Waiting For Albany

I fear I may have been tempting fate. It seems clear that there are enough votes to pass marriage equality and religious freedom in the state senate, but that the decision on bringing it to the floor for a vote is what is holding this all up. That decision belongs with the GOP conference; and they appear to be near breaking point on the matter.

Our Men In Yemen

Ruh-roh:

Security officials say 57 militants, mostly from al-Qaida, have escaped from a prison in southern Yemen. They say the 57 were among 62 inmates from the Mukalla jail in the Hadarmout province who escaped Wednesday through an underground tunnel. Bands of gunmen attacked the prison simultaneously, opening fire on the guards from outside to divert their attention away from the escape.

Scott Lucas calls the prison break "a major setback for the war on terror, and potentially another complication for the Arab Spring." Jane Novak smells a conspiracy:

The escape is one part of the state’s plan of generating al Qaeda chaos. There is a high likelihood that the escape was arranged by the head of the security forces like Ahmed, Saleh’s son or one of the nephews. These officials are also the US’s important partners in counter-terror efforts and have been the recipients of millions in counter-terror funding.

The Right Kind Of Crazy

Matt Taibbi tears into Michele Bachmann with his usual bravado:

In modern American politics, being the right kind of ignorant and entertainingly crazy is like having a big right hand in boxing; you've always got a puncher's chance. And Bachmann is exactly the right kind of completely batshit crazy. Not medically crazy, not talking-to-herself-on-the-subway crazy, but grandiose crazy, late-stage Kim Jong-Il crazy — crazy in the sense that she's living completely inside her own mind, frenetically pacing the hallways of a vast sand castle she's built in there, unable to meaningfully communicate with the human beings on the other side of the moat, who are all presumed to be enemies.
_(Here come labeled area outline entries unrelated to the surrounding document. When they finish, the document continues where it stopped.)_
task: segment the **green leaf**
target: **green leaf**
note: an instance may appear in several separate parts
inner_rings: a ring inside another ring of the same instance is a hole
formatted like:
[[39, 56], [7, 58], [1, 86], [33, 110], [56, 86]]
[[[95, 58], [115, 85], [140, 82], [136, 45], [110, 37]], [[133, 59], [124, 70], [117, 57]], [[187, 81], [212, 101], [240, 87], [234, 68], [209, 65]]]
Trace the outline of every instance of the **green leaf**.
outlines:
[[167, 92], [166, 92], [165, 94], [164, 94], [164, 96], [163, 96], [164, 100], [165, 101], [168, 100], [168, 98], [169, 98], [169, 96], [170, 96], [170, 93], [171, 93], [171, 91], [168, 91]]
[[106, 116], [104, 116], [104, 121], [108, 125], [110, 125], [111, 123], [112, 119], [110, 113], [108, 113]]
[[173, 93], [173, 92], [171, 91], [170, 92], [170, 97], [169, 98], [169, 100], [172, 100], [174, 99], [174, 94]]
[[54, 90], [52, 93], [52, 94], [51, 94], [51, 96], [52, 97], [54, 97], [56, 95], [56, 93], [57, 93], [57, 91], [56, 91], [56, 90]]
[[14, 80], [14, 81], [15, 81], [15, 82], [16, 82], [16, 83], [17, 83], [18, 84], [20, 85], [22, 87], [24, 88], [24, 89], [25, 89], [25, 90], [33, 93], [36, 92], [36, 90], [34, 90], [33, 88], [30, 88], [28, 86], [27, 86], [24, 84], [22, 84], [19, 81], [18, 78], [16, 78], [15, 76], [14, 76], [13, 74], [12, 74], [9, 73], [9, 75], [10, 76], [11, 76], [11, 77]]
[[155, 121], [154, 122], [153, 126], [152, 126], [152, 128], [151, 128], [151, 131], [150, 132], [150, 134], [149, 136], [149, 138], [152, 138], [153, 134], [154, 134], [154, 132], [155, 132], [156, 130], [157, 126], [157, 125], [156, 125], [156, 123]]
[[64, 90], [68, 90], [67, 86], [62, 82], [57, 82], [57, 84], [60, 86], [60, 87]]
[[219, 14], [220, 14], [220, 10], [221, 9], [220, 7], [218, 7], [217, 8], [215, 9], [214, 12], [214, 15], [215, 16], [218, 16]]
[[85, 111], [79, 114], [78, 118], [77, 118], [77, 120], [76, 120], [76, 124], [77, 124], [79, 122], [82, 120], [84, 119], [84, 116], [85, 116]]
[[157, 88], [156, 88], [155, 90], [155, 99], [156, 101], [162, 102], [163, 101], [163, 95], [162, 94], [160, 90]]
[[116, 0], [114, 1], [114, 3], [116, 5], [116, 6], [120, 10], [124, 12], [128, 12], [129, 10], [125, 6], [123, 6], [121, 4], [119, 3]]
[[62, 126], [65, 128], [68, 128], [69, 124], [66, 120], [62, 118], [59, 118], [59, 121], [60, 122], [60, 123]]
The Trouble With Doctrines

Dan Drezner is underwhelmed by grand strategies:

If grand strategies are so overrated, why the furious debate? For two reasons, one petty and one substantive. The petty reason is that everyone in the U.S. foreign policy community secretly hopes to be the next Kennan. When a commentator bewails the failings of the United States' grand strategy, it is usually because he has scribbled down his own set of musings on the topic. Indeed, complaints about grand strategy have plagued every U.S. administration since the end of World War II for precisely this reason. Grand strategies are easy to devise-they are forward-looking, operate in generalities, and make for great book tours. Whenever a foreign policy commentator articulates a new grand strategy, an angel gets its wings.

Whose Accent Is Best?

Christopher Shea flags some studies rubbishing the supposed advantages of British English over its American equivalent:

The main significant effect found in this study was that people who'd lived at least three months outside the US rated the English accent significantly lower than people who'd only lived in the US. In fact, Americans who had not lived abroad considered the English-accented person to be much more intelligent than themselves, but the people who had lived abroad rated the standard American accent more intelligent than the standard English one.  My preferred way of interpreting this (a bit tongue-in-cheek) is that Americans are happy to rate the English as more intelligent than themselves up until they actually start meeting and talking to the English.

Couldn't agree more. The accent is a curse in some ways. I remember my first months in Harvard classrooms, gob-smacked by how my contributions, however lame, were invariably treated with respect because my accent framed them. I never consciously tried to retain it; it just surrendered slowly vowel by vowel. But I did feel relieved at having this burden of faux-erudition lifted.

Hathos Alert

Sarah Bufkin narrates a new congressional campaign ad by Nevada state Senator Mark Amodei:

Running in the background are shots of Obama bowing to Chinese president Hu Jintao and a doctored image of the Chinese army marching with automatic rifles in front of the U.S. Capitol building as it flies the red Chinese flag. At its close, the ad cuts to an image of Amodei as he promises to “never vote to raise Obama’s debt limit and risk our independence.”

Malkin Award Nominee

"There was a report that just came out last week that the worst subject of children in American schools is — not math and science — its history. It’s the worst subject. How can we be a free people. How can we be a people that fight for America if we don’t know who America is or what we’re all about. This is, in my opinion, a conscious effort on the part of the left who has a huge influence on our curriculum, to desensitize America to what American values are so they are more pliable to the new values that they would like to impose on America," – Rick Santorum.